Department of Passport (DoP)

Agency overview
- Formed: 26 January 2012
- Preceding agency: Passport Section under the Protocol Division of the Ministry;
- Jurisdiction: Nepal
- Headquarters: Tripureshwor, Kathmandu, Nepal
- Motto: "गुणस्तरीय, पारदर्शी एवं सेवाग्राहीमैत्री सेवा"
- Minister responsible: Shisir Khanal, Minister of Foreign Affairs;
- Agency executive: Tirtha Raj Aryal, Director General;
- Parent agency: Ministry of Foreign Affairs, Government of Nepal
- Website: https://nepalpassport.gov.np/

= Department of Passport (Nepal) =

Government agency of Nepal

The Department of Passport is a government agency of Nepal assigned with the responsibilities of issuing Passports to the Nepalese citizens and Travel Documents to the legally applicable persons under Ministry of Foreign Affairs.

==History==

Until 31 March 2010, Nepal still issued hand-written Passports. However, as a member of International Civil Aviation Organization, Nepal was obliged to issue machine-readable passports.

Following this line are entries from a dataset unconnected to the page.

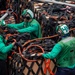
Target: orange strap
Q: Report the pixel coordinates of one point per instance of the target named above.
(47, 67)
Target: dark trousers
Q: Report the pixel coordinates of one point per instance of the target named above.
(65, 71)
(3, 67)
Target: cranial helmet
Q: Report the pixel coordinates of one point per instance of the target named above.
(62, 29)
(28, 11)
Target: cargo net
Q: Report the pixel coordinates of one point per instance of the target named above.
(24, 63)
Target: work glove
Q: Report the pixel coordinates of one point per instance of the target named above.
(2, 23)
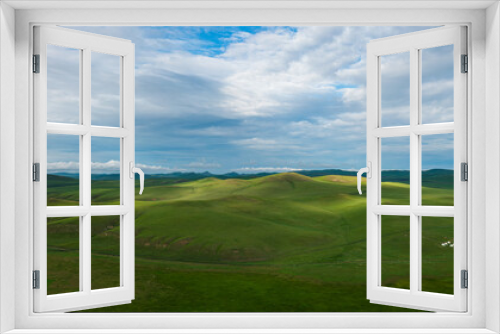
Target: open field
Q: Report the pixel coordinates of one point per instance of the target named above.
(277, 243)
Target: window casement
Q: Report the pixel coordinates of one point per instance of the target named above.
(84, 131)
(413, 45)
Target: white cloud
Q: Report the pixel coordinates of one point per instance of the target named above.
(203, 164)
(111, 166)
(251, 170)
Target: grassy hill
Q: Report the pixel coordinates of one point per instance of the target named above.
(277, 243)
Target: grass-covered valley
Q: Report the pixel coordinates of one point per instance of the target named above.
(271, 243)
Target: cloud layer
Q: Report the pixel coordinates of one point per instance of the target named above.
(253, 98)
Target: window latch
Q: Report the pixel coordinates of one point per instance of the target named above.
(133, 170)
(464, 169)
(465, 279)
(36, 172)
(36, 279)
(368, 171)
(36, 63)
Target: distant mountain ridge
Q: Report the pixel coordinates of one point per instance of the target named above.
(435, 178)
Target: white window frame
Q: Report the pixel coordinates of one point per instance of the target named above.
(413, 44)
(483, 212)
(86, 44)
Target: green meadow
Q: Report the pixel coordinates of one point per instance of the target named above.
(277, 243)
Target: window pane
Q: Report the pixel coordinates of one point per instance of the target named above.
(105, 89)
(63, 170)
(63, 85)
(437, 254)
(105, 171)
(396, 251)
(437, 169)
(63, 260)
(437, 84)
(395, 167)
(395, 89)
(105, 252)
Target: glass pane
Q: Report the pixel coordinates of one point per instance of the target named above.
(396, 251)
(395, 89)
(395, 166)
(63, 170)
(105, 171)
(105, 89)
(437, 84)
(437, 254)
(63, 260)
(63, 85)
(437, 169)
(105, 252)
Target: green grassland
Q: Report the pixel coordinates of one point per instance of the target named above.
(277, 243)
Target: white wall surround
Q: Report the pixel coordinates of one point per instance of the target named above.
(492, 163)
(7, 166)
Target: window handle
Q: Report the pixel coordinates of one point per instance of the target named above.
(139, 171)
(368, 171)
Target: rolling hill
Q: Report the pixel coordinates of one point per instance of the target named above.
(276, 243)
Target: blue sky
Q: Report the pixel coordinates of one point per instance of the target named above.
(252, 99)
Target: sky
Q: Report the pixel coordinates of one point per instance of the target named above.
(249, 99)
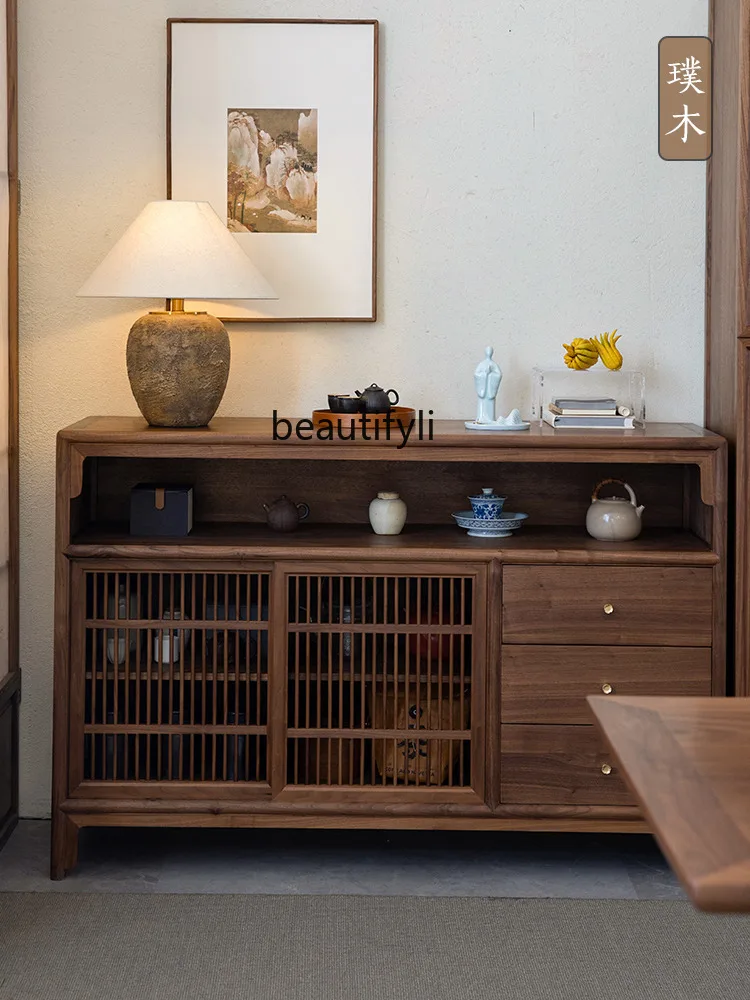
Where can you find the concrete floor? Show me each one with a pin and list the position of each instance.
(580, 866)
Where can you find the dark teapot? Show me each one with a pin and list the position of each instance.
(377, 400)
(284, 515)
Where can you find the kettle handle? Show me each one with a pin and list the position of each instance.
(618, 482)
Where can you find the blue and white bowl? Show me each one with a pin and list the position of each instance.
(480, 527)
(488, 506)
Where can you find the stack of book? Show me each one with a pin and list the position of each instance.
(597, 412)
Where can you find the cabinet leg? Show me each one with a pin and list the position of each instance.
(64, 846)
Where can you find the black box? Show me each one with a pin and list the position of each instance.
(161, 510)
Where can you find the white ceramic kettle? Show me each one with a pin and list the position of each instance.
(614, 519)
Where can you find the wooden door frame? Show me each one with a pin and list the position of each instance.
(10, 686)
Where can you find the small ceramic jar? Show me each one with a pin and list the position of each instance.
(387, 514)
(489, 506)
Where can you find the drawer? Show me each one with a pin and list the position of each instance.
(603, 605)
(559, 765)
(549, 684)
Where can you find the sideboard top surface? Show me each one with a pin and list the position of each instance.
(258, 431)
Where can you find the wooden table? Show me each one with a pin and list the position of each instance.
(687, 761)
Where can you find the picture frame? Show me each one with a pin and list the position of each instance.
(288, 158)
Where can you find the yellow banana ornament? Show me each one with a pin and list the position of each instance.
(608, 352)
(581, 354)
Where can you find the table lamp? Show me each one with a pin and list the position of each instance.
(178, 362)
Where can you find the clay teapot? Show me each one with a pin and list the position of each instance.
(614, 519)
(377, 400)
(284, 514)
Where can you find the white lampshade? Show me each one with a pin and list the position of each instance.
(177, 250)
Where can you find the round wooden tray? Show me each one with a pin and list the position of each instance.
(402, 415)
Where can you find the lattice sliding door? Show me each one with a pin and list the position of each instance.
(385, 681)
(170, 670)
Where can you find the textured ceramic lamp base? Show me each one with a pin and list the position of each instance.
(178, 365)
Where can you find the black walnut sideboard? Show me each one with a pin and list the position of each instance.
(331, 677)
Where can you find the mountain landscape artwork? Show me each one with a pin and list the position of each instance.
(272, 170)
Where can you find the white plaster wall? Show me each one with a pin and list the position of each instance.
(523, 203)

The Central Passport Office stopped issuing hand-written passports on 31 March 2010 and had to be withdrawn from circulation as of November 2015. On 26 December 2010, the Office introduced machine-readable passports and issued them thereafter. As of 2021, Nepal began issuing E-passport to replace the Machine-readable passport.